Sadly, there was wasn’t another time. Within a year, in 1987, Harry died.
His ashes were scattered where he’d fought, inside Mametz Wood. One of his poems is always read at the July 1st commemoration at Lochnagar Crater.
End of story? Not quite. Spurred on by Harry’s reference to the ‘descendants of this brave couple’, Lochnagar Crater Today enlisted the help of genealogist Alan Hawkins to see if we could trace some of the people Harry addressed in his powerful message.
As a result, we contacted Lynn Hutchinson, Stan’s daughter, and her daughter, Kayleigh Sansom. They both still live near Dick’s neighbourhood in north Tyneside.
They were deeply moved. Kayleigh said: “I just wanted to say thank you, because up until now my mother hasn’t been able to face looking through all my grandad’s things and now she’s had a reason to. It’s done her the world of good and we’ve all had a good laugh and cry about memories. So thank you – you don’t know how much it means.”
Bill remembers his grandad well:
“When I was growing up we used to visit gran and grandfather most weekends. Grandfather was a rather taciturn man and didn’t interact very much with the children I suppose because of his infirmity.
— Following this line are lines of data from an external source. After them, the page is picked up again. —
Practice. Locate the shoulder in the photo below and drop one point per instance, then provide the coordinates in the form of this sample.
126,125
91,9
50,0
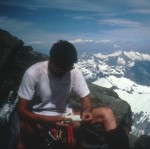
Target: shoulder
36,70
76,73
37,67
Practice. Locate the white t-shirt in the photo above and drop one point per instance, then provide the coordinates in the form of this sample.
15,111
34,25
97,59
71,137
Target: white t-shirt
49,94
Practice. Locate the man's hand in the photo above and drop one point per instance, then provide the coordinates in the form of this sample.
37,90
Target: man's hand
102,115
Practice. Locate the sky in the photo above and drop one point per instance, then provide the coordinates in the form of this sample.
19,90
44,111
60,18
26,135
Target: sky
91,25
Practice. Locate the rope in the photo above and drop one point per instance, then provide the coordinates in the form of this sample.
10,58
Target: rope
70,135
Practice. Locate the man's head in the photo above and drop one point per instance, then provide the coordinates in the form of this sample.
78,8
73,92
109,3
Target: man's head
63,55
“He wore a pair of artificial legs which he always took off as soon as he got in the door, and would sit at the table in long johns with thick white stump socks covering his knees, as he had only lost the bottom part of both legs.
“My grandfather walked with two artificial legs and used a walking stick to help with his balance; he stood six feet tall. He never owned a wheelchair as far as I know, although there was a family story that when he came out of hospital he and other amputees used to race their wheelchairs down a place called Crow Bank in Wallsend; if you ever visit Crow Bank, you’ll wonder how they managed because it’s very steep. But once he got his prosthetics, the wheelchair was returned to the hospital.
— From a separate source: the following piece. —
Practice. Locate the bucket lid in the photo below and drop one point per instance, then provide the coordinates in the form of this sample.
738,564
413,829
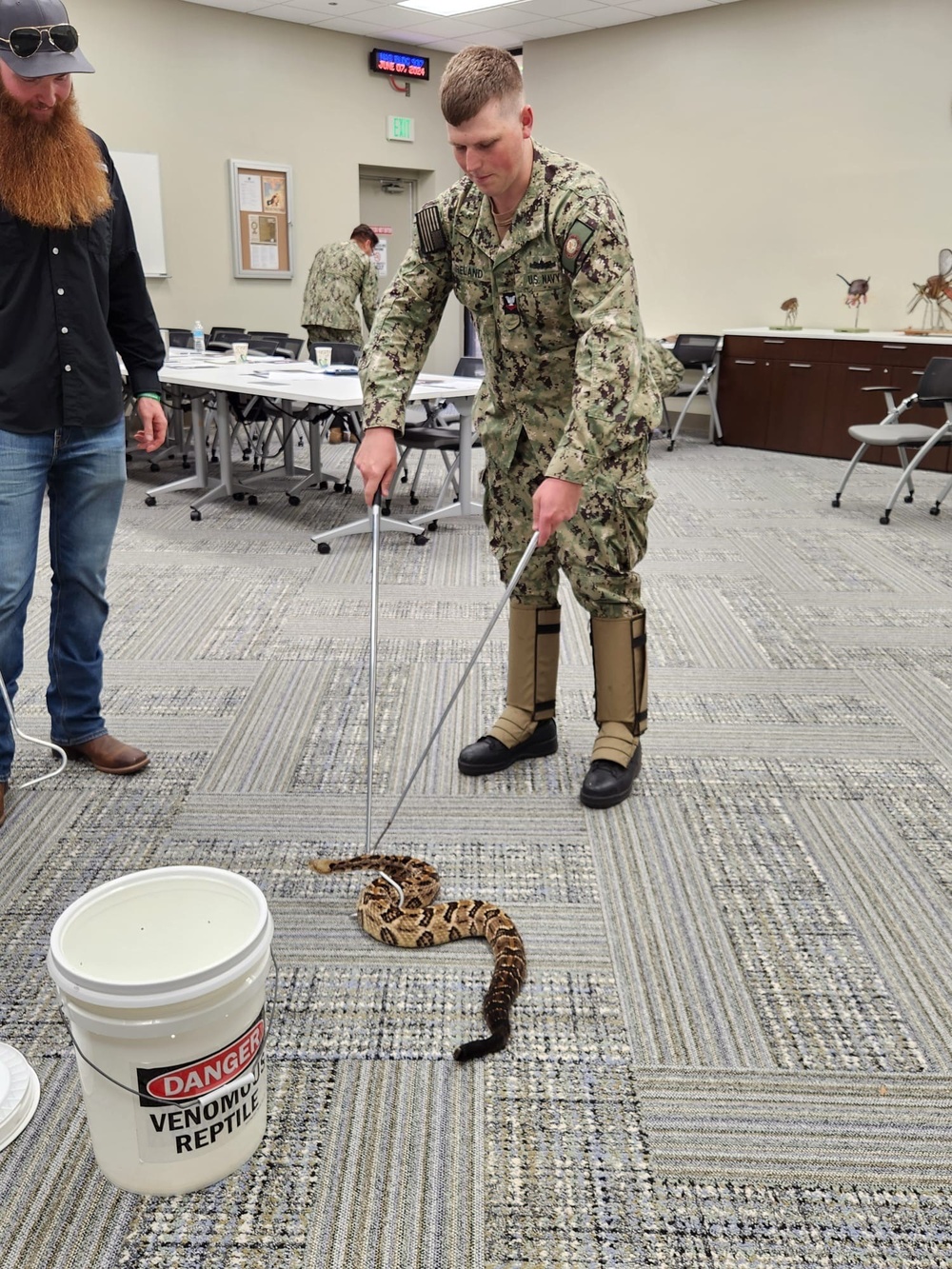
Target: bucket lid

“He was a life-long teetotaller, but spent most of his days in the Wallsend Coronation Club where he was on the committee and was involved in the lotteries etc and organizing the children’s Christmas parties, club outings etc, and all-in-all keeping himself busy.
“As I recall, he smoked a lot but as I got older and he realised I was quite a good scholar he used to let me help him count the lottery money that he brought home as big bags of coins, and also enter the figures into his various ledgers.”
Bill provided this picture of Dick taken in the early 1950s. Dick is standing next to his wife Lily and daughter Ethel, who would have been one of the ‘bairns’ Harry met on his visit in 1917. Bill is in the front row, on the left, beside his cousin Thomas. Lily is holding Ethel’s son David.
The Fellows family’s commitment to the Friends of Lochnagar spans the generations, and today, in 2018, members of the Fellows and Turnbull families are able to appreciate the bond forged on the battlefield by their ancestors.
The photograph of Harry on the front page of Reflections of a Veteran was taken by George Heron. It shows Harry by the headstones at Boyelles Communal Cemetery Extension for John Dyson and George Gunnell, killed by the same shell bursts which cost Dick Turnbull his legs.